С земли доносится рваный хрип…
Судорога ломает тело, бросает на стену. Скрюченные пальцы бьются о камни, разгибаются, заползают в забитую грязью и насекомыми щель.
Покойник в маске встает на ноги и поднимает к небу голову. Глаза в прорезях маски не живые, но они видят.
— Закрой ставни, увалень, — сказал трактирщик. — И не забудь про засов.
Слуга шаркающей походкой поспешил исполнить указания.
— Месье? — обратился, вернувшись.
— Чего тебе? — спросил трактирщик.
— Вы правда не боитесь?
— Чего? Заразы?
— Черной смерти. В переулках лежат мертвые. Сегодня в церкви…

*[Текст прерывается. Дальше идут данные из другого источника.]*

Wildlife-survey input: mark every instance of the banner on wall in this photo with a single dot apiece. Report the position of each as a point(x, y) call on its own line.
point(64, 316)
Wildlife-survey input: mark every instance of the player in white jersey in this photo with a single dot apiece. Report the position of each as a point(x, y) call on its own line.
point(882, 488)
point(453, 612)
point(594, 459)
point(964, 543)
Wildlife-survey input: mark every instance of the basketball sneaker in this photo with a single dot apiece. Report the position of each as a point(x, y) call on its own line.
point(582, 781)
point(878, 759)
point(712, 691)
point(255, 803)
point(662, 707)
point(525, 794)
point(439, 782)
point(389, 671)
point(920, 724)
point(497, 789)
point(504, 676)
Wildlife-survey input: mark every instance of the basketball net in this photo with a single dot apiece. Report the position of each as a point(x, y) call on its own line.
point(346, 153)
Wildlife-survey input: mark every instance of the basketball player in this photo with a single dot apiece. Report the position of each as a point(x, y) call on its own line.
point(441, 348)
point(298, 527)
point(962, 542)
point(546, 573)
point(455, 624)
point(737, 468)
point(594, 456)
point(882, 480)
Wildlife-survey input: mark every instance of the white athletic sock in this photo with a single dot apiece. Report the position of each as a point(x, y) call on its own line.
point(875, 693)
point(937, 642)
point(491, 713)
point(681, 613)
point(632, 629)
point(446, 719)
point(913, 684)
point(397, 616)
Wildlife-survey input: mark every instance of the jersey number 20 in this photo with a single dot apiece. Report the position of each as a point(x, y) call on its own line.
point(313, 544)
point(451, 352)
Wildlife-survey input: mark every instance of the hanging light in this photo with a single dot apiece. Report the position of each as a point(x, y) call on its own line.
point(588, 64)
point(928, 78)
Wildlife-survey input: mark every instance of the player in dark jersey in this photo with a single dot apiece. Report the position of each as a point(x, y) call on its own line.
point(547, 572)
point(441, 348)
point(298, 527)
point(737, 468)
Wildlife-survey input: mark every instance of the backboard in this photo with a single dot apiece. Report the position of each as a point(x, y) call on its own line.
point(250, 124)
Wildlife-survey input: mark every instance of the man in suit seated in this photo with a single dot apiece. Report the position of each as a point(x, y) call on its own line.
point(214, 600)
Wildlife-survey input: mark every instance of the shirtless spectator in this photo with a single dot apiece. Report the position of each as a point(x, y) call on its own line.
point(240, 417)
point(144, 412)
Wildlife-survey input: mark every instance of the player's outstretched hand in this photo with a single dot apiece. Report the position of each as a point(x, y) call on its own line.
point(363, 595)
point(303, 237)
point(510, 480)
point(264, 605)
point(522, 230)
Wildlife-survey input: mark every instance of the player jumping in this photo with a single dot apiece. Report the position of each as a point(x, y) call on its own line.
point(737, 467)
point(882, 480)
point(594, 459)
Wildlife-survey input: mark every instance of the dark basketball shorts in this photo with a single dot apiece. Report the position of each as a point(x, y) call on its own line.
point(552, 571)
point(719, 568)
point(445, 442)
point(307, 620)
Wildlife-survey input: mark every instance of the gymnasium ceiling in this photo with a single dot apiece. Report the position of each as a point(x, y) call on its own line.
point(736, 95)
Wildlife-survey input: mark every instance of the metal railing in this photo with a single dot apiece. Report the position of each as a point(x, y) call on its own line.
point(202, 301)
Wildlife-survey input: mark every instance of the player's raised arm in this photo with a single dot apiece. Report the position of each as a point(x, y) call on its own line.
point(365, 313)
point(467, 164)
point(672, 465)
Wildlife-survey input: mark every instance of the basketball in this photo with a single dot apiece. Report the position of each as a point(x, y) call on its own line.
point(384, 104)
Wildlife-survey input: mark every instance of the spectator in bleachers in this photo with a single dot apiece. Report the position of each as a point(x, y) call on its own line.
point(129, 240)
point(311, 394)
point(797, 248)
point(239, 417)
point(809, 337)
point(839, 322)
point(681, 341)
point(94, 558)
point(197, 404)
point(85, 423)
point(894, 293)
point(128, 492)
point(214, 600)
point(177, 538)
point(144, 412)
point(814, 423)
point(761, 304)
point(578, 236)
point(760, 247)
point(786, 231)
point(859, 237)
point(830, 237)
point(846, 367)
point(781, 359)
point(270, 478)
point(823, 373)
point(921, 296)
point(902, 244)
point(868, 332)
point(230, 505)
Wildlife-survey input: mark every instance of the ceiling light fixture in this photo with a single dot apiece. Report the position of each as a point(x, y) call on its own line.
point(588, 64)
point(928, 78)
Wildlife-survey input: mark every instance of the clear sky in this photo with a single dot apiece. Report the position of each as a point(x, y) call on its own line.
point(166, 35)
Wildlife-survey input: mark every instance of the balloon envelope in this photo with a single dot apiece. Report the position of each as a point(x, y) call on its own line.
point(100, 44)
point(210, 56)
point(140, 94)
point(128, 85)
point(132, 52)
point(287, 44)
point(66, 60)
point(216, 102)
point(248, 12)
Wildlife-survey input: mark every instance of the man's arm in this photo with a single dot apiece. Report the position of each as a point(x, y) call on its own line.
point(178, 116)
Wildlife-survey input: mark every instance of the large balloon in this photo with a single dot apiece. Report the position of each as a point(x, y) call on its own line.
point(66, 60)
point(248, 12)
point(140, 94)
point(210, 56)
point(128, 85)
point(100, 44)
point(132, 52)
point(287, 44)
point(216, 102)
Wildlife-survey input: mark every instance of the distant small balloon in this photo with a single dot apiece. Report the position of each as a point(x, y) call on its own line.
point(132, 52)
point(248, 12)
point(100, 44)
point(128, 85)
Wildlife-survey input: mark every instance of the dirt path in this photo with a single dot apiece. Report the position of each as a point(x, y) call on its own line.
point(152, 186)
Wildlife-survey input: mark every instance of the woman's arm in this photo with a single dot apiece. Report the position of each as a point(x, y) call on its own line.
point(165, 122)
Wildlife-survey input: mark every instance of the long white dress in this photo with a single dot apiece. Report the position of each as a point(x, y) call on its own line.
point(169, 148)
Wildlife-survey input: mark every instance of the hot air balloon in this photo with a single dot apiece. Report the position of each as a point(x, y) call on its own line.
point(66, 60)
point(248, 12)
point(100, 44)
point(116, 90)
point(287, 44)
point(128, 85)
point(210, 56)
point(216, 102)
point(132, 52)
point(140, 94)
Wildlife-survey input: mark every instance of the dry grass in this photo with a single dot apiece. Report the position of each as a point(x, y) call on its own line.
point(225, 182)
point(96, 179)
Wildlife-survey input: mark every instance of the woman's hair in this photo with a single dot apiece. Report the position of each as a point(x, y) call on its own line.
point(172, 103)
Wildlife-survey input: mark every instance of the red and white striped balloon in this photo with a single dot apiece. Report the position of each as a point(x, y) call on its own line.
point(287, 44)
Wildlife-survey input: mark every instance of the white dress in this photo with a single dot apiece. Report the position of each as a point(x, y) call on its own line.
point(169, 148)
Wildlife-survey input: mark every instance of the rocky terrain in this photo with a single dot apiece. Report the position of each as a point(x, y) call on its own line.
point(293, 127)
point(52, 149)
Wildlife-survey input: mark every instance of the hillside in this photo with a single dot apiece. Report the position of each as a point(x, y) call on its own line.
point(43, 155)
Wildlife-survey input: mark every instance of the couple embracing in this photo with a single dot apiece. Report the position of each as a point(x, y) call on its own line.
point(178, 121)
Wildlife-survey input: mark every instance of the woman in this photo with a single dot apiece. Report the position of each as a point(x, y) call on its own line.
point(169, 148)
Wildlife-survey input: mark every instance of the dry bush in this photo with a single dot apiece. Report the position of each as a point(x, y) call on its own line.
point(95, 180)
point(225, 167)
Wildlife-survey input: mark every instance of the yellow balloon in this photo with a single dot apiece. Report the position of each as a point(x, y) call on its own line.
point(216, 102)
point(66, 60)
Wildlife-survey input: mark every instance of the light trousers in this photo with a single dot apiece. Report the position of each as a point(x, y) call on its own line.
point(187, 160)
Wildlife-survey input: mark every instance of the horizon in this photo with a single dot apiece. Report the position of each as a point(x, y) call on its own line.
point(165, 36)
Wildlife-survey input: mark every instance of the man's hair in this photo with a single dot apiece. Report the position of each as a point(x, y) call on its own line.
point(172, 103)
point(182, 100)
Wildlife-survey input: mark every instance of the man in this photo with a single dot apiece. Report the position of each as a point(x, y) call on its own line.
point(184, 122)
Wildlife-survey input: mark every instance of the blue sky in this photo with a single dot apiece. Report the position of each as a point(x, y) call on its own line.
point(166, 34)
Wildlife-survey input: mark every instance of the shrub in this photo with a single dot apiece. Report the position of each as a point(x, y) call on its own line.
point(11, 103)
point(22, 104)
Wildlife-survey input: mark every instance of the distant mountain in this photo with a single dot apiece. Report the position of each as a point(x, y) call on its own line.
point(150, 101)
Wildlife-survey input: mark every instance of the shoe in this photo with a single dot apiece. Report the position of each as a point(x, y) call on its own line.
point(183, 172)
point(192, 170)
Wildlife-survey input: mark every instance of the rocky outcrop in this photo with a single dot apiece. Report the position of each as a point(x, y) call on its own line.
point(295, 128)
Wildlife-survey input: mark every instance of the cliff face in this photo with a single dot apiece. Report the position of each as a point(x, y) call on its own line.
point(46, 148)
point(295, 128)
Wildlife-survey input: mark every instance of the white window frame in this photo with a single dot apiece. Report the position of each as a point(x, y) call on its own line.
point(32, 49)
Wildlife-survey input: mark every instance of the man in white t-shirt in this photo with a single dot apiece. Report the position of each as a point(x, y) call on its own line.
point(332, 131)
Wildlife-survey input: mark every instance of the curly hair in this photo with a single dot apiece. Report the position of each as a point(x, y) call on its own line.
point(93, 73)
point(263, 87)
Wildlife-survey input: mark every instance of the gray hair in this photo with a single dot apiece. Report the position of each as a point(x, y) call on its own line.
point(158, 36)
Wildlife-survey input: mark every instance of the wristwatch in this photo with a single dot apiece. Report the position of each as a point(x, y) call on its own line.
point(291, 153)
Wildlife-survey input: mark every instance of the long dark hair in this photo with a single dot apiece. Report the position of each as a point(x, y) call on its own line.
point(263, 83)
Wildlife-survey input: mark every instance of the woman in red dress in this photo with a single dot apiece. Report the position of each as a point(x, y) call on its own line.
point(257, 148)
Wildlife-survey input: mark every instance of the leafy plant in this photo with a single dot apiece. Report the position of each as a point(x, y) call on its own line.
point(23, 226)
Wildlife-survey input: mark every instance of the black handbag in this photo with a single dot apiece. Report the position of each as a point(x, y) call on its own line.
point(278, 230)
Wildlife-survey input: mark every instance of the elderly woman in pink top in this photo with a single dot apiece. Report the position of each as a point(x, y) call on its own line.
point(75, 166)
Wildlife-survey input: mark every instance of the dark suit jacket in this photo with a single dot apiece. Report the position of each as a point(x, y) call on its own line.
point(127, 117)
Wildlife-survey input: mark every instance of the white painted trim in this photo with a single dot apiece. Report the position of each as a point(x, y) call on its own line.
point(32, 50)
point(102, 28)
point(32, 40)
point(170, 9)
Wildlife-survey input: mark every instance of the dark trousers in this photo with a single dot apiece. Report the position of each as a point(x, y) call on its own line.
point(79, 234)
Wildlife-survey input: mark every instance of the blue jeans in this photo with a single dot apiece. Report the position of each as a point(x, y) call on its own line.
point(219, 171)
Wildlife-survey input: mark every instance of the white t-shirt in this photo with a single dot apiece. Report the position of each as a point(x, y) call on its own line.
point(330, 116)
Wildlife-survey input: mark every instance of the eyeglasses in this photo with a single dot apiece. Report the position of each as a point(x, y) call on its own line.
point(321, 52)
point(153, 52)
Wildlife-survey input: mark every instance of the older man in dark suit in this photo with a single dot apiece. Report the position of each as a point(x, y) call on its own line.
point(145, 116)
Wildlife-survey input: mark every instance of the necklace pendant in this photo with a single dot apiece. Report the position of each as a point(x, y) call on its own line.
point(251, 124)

— Что? — Трактирщик поморщился. Он был пьян. — Что в церкви?
— Вошли внутрь, — почти шепотом сказал слуга, — а там все мертвы. Хворь съела.
— А мне плевать! Меня беспокоит то, что мы вынуждены закрываться раньше положенного. И допивать прокисшее вино. Кстати, это скажется и на твоем заработке.
Трактирщик засмеялся. Смех перешел в кашель.
— Месье?
— Прибери все. И отваливай ко всем чертям. Без тебя тошно.
Осушив бутылку вина, трактирщик повалился на лавку.
— Черт бы побрал эту заразу. И чего мне теперь — закрыться до лучших времен? Или вылавливать клиентов в Роне? — Мысль доставила ему радость. Трактирщик зашелся в приступе рычащего смеха. — А что? Налью им за меньшую плату! Буду их благодетелем! Кто еще удосужится обсуживать покойников? — Он снова закашлялся. — Черт! Где ты шляешься, бесовское отродье?
Слуга не ответил. Слова трактирщика гулко покатились по пустой харчевне.
— Пора спать, — выдохнул трактирщик и через минуту захрапел.
— Трактирщик, — тихо позвал кто-то, возле самого уха, словно прожужжал. — Эй, трактирщик.
— Черт, — сквозь сон пробормотал трактирщик.
— Трактирщик, дай мне приют на несколько ночей. Трактирщик резко сел.
— Это ты, жалкий увалень? Зачем вернулся? — Его голос дрогнул. Он понял, что ошибся.
— Не надо обидных слов, трактирщик, — сказал незнакомец. — Мне нужен лишь кров.
— Изыди, дьявол!
— Что, впрямь?
— Да кто же ты? — Трактирщик всмотрелся в темноту.
— Мне нужен ночлег, — насмешливо повторил незнакомец.
— Я не сдаю комнат. Где ты? Зачем прячешься? И как сюда попал? Погоди… — Трактирщик возился с лампой. Зажег, поднял. — Что с твоим… лицом? Ты болен? Дай рассмотреть поближе.